It seems Rahul Gandhi has come up with the name INDIA, short for the group of political parties that will oppose the BJP in the general election of 2024. Apparently the alliance will ask the voters to vote for INDIA.
It’s a nice idea but will it work? Indeed can the opposition alliance work? The answer depends on the formation’s internal incentives. Or that’s what economics tells us.
The biggest positive incentive for the parties that make up the non-BJP alliance is the possibility of avoiding total oblivion after 2024. Or, as Benjamin Franklin said about signing the declaration of American independence, “We must all hang together, or, most assuredly, we shall all hang separately.”
This is particularly true of the Congress which had 19 per cent of the national vote in 2019, but just 54 seats. The BJP had 38 per cent and 303! However, this high vote wasn’t for the Gandhi family. It was for the local State leaders who, as J Scindia showed, can be ‘erratic’.
On the other hand, the biggest disincentive within the opposition is the rivalry that each of the constituents of the non-BJP alliance has with the Congress at the State level. None of them trusts the Congress.
All of them know the story of the monkey who asked the crocodile to help it cross the river. Halfway down, the crocodile attacked the monkey. When the monkey asked why, the crocodile said because I am like that only.
So this could be one of those cases where even when they hang together they end up hanging separately. It’s inherent in the situation. Economics has a name for it: misaligned incentives.
Misaligned incentives
An American writer-journalist-political thinker called David Callahan classified incentives as being of three types: remunerative, coercive and moral. We can rule out the last in politics.
Next, if you take the remunerative incentive, it’s clearly present because having power means the chance to feed at the tax trough. And there’s a paradox there: the more the state spends on development, the higher is the corruption.
And coercive, of course, is obvious: the possibility of political oblivion. Most parties in the new alliance are joining because of this.
This being so, the question that a good economist would ask is if the opposition alliance’s incentives are properly aligned. Or are they working at cross purposes?
To answer this you have to know what economics calls the principal-agent problem. This says that incentives are perfectly aligned only if the interests of the principal coincide with that of his or her agent.
Now, if you agree that the Congress is the principal, and the others are the agents, how well do its interests coincide with that of the other parties? This is where the bone gets stuck in the throat.
A Sonia proxy like Manmohan Singh is always a possibility that frustrates the other aspirants. It leaves the door open for ‘erratic’ behaviour.
Be that as it may, I think the incentive structure in the opposition alliance is not properly aligned because it’s not properly designed. These days in Indian elections it all boils down to two things only.
One, the degree to which the Congress is willing to give up seats in favour of the local party.

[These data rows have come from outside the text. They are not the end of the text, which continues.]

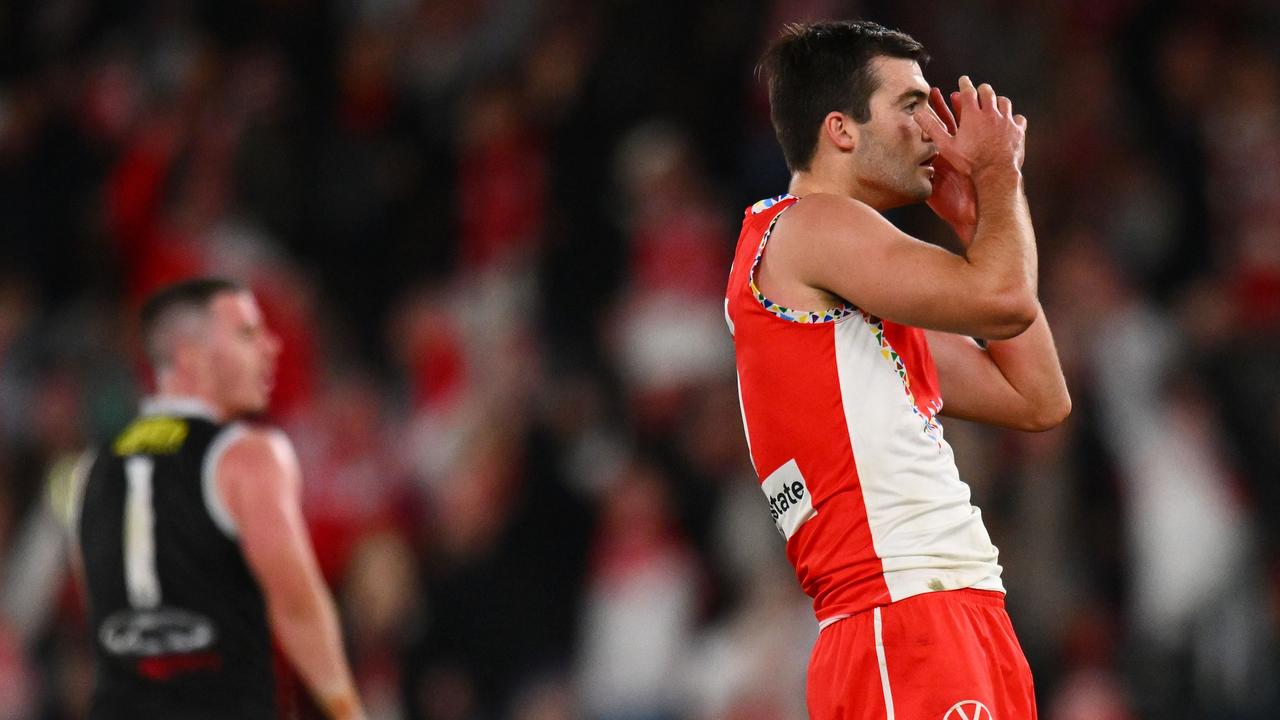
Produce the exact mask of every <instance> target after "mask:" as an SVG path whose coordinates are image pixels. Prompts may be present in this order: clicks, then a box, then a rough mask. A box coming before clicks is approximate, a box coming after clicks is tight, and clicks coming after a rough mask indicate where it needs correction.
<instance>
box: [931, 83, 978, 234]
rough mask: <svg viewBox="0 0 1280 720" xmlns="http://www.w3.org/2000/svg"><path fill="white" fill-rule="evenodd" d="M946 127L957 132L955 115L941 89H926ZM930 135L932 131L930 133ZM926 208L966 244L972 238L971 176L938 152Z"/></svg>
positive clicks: (953, 98) (975, 221)
mask: <svg viewBox="0 0 1280 720" xmlns="http://www.w3.org/2000/svg"><path fill="white" fill-rule="evenodd" d="M959 95H960V94H959V92H952V94H951V96H952V97H951V101H952V104H954V102H955V101H956V100H957V96H959ZM931 110H932V113H933V114H934V115H937V118H938V119H940V120H941V122H942V124H943V126H945V127H946V131H947V135H948V136H954V135H955V133H956V119H955V115H952V114H951V108H947V102H946V100H943V99H942V91H941V90H938V88H937V87H934V88H932V90H929V110H923V111H924V113H929V111H931ZM931 135H932V133H931ZM929 208H931V209H932V210H933V211H934V213H936V214H937V215H938V217H940V218H942V219H943V220H946V222H947V224H950V225H951V228H952V229H954V231H955V232H956V234H957V236H959V237H960V240H961V242H963V243H964V246H965V247H968V245H969V242H970V241H972V240H973V234H974V231H975V228H977V227H978V192H977V190H975V188H974V186H973V179H972V178H969V176H965V174H964V173H961V172H960V170H957V169H956V167H955V165H952V164H951V161H950V160H947V158H946V156H945V155H941V154H940V155H938V156H937V158H934V160H933V195H931V196H929Z"/></svg>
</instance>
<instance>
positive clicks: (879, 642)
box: [873, 607, 893, 720]
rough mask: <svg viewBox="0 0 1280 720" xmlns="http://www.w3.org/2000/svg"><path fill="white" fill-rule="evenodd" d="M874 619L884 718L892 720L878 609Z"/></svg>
mask: <svg viewBox="0 0 1280 720" xmlns="http://www.w3.org/2000/svg"><path fill="white" fill-rule="evenodd" d="M873 616H874V619H876V660H877V662H879V666H881V688H883V691H884V717H886V719H887V720H893V693H892V692H890V689H888V665H886V664H884V634H883V632H882V629H881V619H879V607H877V609H876V610H874V611H873Z"/></svg>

Two, the degree to which it is willing to finance a potential opponent’s election.
In effect, the principal has to pay the agent not knowing whether he or she will betray him or her. There is what’s called a cobra effect here, so called because of completely unintended consequences.
Cobra, because the British government in India offered rewards to kill cobras. Soon people began to breed them to kill and claim the reward.
The BJP alliance
The BJP, too, is putting together an alliance where it is the principal and the others are the agents. The difference with the opposition alliance is that every member of the BJP’s alliance knows that the top job belongs to the BJP. Its incentives are better, though not perfectly, aligned. ‘Erratic’ behaviour can’t be ruled out, a la Nitish Kumar.
That said, it’s also the case that the members of its alliance are politically almost wholly irrelevant. Their job is to deliver the votes that enable the BJP to win seats.
Let me explain this. Population growth has made formerly tiny social groups politically more important. These groups now form parties to leverage their numbers. In return for money they transfer their votes.
Clearly the incentives in the NDA are less badly aligned than in the ridiculously named Congress alliance. Someone has filed an FIR against it saying it violates the Emblems Act.